What Are Transformers? An Introduction with Hugging Face

AI Engineering has a lot of buzzwords that get thrown around. And if you're like me, you usually have an ongoing note somewhere with an ever-growing list of them. Two that I hear often are Transformers and Hugging Face Transformers.

In this post, I'll peel back the dark shroud to explain what both Transformers are and what Hugging Face Transformers is.

What Are Transformers?

At a high level, Transformers refers to a neural network architecture. It has become the foundation of most modern AI language models.

So what makes it significant?

The architecture was introduced in the 2017 paper "Attention is All You Need" by researchers at Google. What they accomplished was replacing recurrent neural networks (RNNs) with an "attention mechanism" that allows the model to focus on various parts of the input sequence simultaneously.

The architecture has two main components:

Encoder: Processes the input sequence and creates representations
Decoder: Generates the output sequence based on those representations

The encoder-decoder structure in Transformer models is fundamental for tasks like translation, where one sequence (e.g., English) is converted into another (e.g., French).

For example, it can translate the English sentence "I want to buy a car" to "Je veux acheter une voiture."

At the heart of the attention mechanism is the ability to weigh the importance of different words or tokens while processing the sequence, rather than processing them one by one—vastly different from how it was done before.

How Attention Works

The attention mechanism can be broken down into three sub-processes:

Weight Assignment: The attention mechanism first assigns importance scores or weights to the various parts of the input.
Contextual Focus: The model then builds a "context vector" based on the calculated score, which is a weighted sum of the input elements. This highlights the most important pieces of information.
Enhanced Output: The context vector is then used by the model to produce its next output.

Hugging Face in Practice

Now that we have some background on what exactly Transformers is, let's get into how we can leverage Hugging Face Transformers to build on it.

First, for those who don't know: Hugging Face is a community-driven platform offering pre-trained AI models, datasets, and tools for NLP, computer vision, and audio.

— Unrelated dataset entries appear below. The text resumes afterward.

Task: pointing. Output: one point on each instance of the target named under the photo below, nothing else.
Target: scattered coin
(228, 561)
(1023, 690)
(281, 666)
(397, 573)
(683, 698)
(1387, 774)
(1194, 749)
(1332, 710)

Along with providing those services, they also provide an open-source Python library named Hugging Face Transformers that provides easy access to and implementation of various pre-trained models based on the Transformers architecture. It provides:

Pre-trained models: A collection of Transformer models (BERT, GPT, RoBERTa, etc.)
Unified API: Access to an API for interacting with models across various deep learning frameworks like PyTorch and TensorFlow
Fine-Tuning Tools: Functionality to adapt pre-trained models to specific tasks or datasets with relatively small amounts of data
Tokenizers: Tools to prepare raw text data for input into Transformer models

The Transformer architecture is the blueprint, and the Hugging Face Transformers library is the comprehensive toolkit that allows researchers and developers to easily build, train, and deploy models following that blueprint.

Code Example: Sentiment Analysis

Now that we have the background of what Hugging Face Transformers is, let's see it in action.

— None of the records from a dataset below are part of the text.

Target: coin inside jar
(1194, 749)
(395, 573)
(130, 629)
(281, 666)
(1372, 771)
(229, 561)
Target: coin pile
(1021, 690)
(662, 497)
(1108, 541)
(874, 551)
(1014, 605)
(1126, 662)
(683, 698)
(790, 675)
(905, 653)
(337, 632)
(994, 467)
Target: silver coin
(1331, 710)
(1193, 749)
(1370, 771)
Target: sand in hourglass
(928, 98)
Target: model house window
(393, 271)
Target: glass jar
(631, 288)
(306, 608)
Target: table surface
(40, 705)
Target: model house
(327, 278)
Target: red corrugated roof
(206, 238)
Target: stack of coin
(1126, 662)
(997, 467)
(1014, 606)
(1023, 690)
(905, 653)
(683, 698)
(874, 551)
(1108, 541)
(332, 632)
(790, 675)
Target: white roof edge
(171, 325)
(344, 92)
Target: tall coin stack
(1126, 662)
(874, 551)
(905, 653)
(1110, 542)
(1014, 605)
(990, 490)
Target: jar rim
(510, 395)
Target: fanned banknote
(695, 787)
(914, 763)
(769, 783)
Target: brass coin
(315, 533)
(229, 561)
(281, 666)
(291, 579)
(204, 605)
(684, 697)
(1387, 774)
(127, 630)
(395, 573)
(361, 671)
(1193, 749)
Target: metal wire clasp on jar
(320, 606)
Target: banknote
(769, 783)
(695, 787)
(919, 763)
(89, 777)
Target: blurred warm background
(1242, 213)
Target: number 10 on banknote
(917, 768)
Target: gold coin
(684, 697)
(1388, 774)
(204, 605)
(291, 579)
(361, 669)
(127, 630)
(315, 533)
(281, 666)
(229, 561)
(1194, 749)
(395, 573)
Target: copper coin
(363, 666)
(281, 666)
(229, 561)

Before you get started, ensure that you have Hugging Face Transformers installed. You can install it via pip:

pip install transformers

Once the library is installed, we can use the code below to load a pre-trained pipeline and pass any text into it to get a sentiment score:

from transformers import pipeline

# Load a pre-trained sentiment-analysis pipeline
sentiment_analyzer = pipeline("sentiment-analysis")

# Try it out
text = "Transformers have completely changed the AI landscape!"
result = sentiment_analyzer(text)[0]

print(f"Label: {result['label']}, Confidence: {round(result['score'], 4)}")

# Example output:
# Label: POSITIVE, Confidence: 0.9997

The key takeaway is how simple it is: a sentiment analyzer can be set up in about six lines of code.

The pipeline automatically picks a suitable pre-trained model for sentiment analysis and can be customized if needed. The library covers text, vision, and audio models, with support for PyTorch, TensorFlow, and JAX.

This could just be the base of what you can build. Once this is in place, you could simply add a FastAPI endpoint in front of it and have a REST endpoint that handles sentiment analysis for you.

Gone are the days where it would take months gathering, cleaning, and annotating data to train a model. Now you get the same results with a few lines of code using the Transformers library.

Wrapping Up

Transformers have fundamentally shifted how we build AI, and Hugging Face has made this power widely accessible. Whether you're exploring NLP, computer vision, or audio, you now have the building blocks at your fingertips.